Un altro punto da chiarire riguarda il workload utilizzato, che non è stato reso pubblico da AMD. AMD lo ha personalizzato e potrebbe aver fatto in modo di avvantaggiare l'architettura Zen. Come? Semplicemente prevedendo tante chiamate di sistema in cui il suo design lavora meglio e magari implementando meno funzioni in cui Intel va generalmente forte. Lo svantaggio di questa scelta sta anche nel fatto che, utilizzando un workload ben conosciuto, si sarebbe potuto confrontare la velocità di Zen con le CPU odierne. Dall'altro lato della medaglia però, AMD potrebbe aver preso questa decisione per non svelare altri dettagli dell'architettura Zen.

AMD Zen AMD, con il benchmark visto poco fa, ha dato un assaggio delle prestazioni dei processori Zen, ma non dobbiamo prendere le informazioni come oro colato.

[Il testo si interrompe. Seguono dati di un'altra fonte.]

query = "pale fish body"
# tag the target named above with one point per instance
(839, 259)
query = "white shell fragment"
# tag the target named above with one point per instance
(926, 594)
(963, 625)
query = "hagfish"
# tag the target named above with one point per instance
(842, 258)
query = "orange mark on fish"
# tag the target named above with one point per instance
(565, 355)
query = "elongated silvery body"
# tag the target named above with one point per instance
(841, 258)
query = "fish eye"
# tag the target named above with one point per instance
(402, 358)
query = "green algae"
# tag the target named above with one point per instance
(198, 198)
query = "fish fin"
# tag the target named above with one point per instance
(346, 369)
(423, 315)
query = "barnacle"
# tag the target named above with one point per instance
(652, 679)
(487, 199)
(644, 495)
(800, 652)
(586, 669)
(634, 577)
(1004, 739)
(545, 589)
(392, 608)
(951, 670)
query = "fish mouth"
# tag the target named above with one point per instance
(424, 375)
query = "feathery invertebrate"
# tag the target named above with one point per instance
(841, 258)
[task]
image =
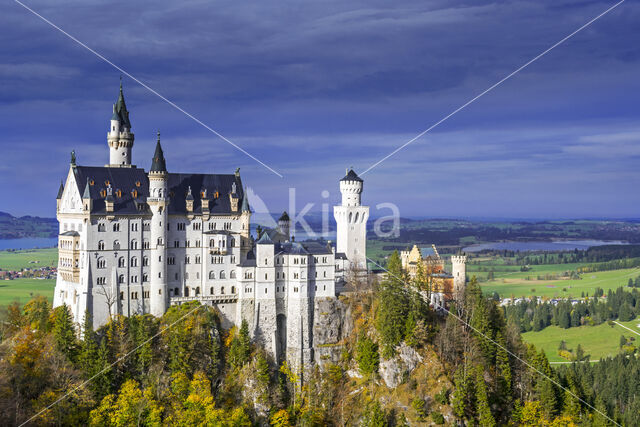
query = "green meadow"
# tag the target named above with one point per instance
(29, 258)
(518, 286)
(22, 290)
(597, 341)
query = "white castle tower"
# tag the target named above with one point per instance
(158, 200)
(351, 219)
(119, 137)
(459, 272)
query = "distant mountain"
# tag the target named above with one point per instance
(26, 226)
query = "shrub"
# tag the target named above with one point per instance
(437, 418)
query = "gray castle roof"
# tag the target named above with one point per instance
(131, 189)
(158, 163)
(120, 110)
(351, 176)
(60, 190)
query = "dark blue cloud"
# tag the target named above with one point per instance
(311, 88)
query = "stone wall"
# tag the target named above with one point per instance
(332, 323)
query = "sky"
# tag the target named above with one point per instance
(312, 88)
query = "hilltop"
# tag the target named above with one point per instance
(12, 227)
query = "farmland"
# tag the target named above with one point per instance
(597, 341)
(22, 290)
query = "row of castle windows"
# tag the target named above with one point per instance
(146, 226)
(181, 226)
(68, 244)
(68, 262)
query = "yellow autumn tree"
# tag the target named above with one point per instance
(132, 407)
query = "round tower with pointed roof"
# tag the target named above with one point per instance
(120, 138)
(284, 225)
(351, 220)
(158, 201)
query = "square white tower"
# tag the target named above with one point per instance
(351, 219)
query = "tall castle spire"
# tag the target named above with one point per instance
(120, 138)
(158, 163)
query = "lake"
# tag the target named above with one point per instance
(29, 243)
(560, 245)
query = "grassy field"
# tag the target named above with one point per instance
(24, 259)
(597, 341)
(518, 286)
(22, 290)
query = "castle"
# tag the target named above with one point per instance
(135, 242)
(442, 285)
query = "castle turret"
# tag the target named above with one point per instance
(351, 219)
(158, 201)
(59, 198)
(459, 272)
(120, 138)
(284, 225)
(246, 217)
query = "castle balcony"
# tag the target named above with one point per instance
(204, 299)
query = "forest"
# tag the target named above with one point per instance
(185, 369)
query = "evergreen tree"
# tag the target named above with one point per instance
(240, 348)
(391, 316)
(36, 313)
(625, 314)
(367, 355)
(485, 417)
(64, 332)
(374, 416)
(462, 394)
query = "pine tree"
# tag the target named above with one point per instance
(240, 348)
(485, 417)
(393, 307)
(374, 416)
(461, 399)
(88, 355)
(64, 332)
(367, 355)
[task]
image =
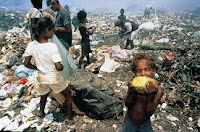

Al fine di effettuare un test più di spessore e meno soggetto ad ambiguità, gli aspetti da stabilire dovranno essere di più: la società di Sunnyvale dovrebbe costruire la suite di test basandosi su più software, sfruttando workload noti, utilizzando velocità di clock finali e - magari - rivelando le specifiche complete del sistema impiegato. Non possiamo certamente dire che i processori Zen non promettano bene, ma per delle indicazioni sulle prestazioni nel mondo reale più veritiere bisognerà attendere ancora un po'.